Anyone who has ever taken public transit in the last few years knows how frustrating it can be to have to deal with paper bus routes or even written data on when each bus, train, or other public transit might arrive. Thankfully Google Maps has come so far over the years that they have expanded their data on public transit in many areas, making it easier to get around without driving or the need to carry around paper route information. Coming from the Portland metro area in Oregon, this would have been a huge benefit to have all the route information in the palm of my hand when taking the tri-met or the Max train just 5 years ago. Today, Google is proud to announce that they have expanded the Google Maps public transit data in three new areas, but they also don't want you to forget about a fourth area that was recently updated.
For starters, right here in the states, Chicagoans can now get tons of access to any transit data they need right within Google Maps. That means you can get all the way to the next Cubs game without having to hop behind the wheel and all by using the Maps app. Heading up north to Vancouver, Canada, Vancouverites now have access to Google Maps transit data as well, so if you choose to forego driving through the beautiful downtown area, you won't be avoiding the massive amounts of traffic but at least you won't have to drive in it.

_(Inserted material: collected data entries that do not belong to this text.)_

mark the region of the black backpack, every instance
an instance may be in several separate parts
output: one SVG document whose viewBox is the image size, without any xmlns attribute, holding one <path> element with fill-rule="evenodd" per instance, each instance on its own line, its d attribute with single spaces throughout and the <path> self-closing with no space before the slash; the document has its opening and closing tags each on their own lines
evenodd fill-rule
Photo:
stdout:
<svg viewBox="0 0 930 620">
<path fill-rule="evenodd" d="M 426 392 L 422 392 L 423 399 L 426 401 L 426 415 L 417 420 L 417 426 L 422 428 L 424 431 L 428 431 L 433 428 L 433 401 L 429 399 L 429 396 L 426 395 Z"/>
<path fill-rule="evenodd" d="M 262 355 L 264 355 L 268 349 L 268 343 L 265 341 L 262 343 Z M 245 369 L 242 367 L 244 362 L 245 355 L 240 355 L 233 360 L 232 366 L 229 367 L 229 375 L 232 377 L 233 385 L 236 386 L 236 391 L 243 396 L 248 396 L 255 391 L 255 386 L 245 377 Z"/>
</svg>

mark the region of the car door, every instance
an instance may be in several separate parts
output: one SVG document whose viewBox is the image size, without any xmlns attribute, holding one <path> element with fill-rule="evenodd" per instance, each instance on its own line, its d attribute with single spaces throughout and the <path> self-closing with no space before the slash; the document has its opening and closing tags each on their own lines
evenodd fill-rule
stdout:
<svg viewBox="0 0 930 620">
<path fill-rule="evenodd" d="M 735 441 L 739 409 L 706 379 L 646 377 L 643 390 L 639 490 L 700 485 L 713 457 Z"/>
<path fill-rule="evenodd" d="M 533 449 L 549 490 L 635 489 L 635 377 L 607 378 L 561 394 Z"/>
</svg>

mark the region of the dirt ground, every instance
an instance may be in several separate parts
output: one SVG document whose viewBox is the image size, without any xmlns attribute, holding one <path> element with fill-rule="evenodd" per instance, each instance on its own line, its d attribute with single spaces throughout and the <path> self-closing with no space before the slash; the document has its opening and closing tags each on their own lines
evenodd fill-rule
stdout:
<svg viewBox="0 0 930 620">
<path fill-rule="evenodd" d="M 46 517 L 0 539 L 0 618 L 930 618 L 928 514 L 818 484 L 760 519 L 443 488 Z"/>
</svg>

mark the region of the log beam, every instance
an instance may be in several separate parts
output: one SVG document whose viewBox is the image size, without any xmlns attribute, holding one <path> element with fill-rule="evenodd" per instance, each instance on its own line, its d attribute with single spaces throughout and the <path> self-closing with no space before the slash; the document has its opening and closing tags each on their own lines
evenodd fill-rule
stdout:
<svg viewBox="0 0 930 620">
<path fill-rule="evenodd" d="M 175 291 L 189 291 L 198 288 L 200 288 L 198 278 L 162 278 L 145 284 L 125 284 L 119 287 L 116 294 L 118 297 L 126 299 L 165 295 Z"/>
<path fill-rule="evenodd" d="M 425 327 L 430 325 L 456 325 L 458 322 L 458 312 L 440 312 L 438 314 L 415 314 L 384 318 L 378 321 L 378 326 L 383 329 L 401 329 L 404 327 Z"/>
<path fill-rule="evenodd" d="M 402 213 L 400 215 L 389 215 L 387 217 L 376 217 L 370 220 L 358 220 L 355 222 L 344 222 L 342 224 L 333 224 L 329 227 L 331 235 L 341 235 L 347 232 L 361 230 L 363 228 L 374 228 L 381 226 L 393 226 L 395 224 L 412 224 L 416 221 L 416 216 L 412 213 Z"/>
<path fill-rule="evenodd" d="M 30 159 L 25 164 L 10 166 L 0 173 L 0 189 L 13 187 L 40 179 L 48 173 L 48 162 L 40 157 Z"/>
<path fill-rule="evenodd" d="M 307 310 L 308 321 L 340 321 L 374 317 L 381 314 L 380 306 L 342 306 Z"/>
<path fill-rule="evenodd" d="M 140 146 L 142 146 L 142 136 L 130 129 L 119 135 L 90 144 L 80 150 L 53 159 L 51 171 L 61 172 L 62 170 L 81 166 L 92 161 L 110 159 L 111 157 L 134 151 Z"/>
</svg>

Hopping on over to Great Britain,(this probably makes our own Tom Dawson pretty happy) Google Maps now has literally every single transit route in the country, listed within Google Maps. Literally every single route. That's including transit times and information on busses, ferries, trams, trains, and tubes, and spanning over 17,000 different routes across the UK. As Google Maps points out, you'll now even be able to use Google Maps to go from Land's End to John O'Groats which is said to be a trip that will take one roughly 27 hours total by way of foot, train, and bus. Now that's amazing. Remember that area Google Maps just recently added transit data to that we mentioned they wanted to remind us about? It's Brazil. Just as a recap, Google Maps has transit data for every host city in Brazil. Anyone for a trip?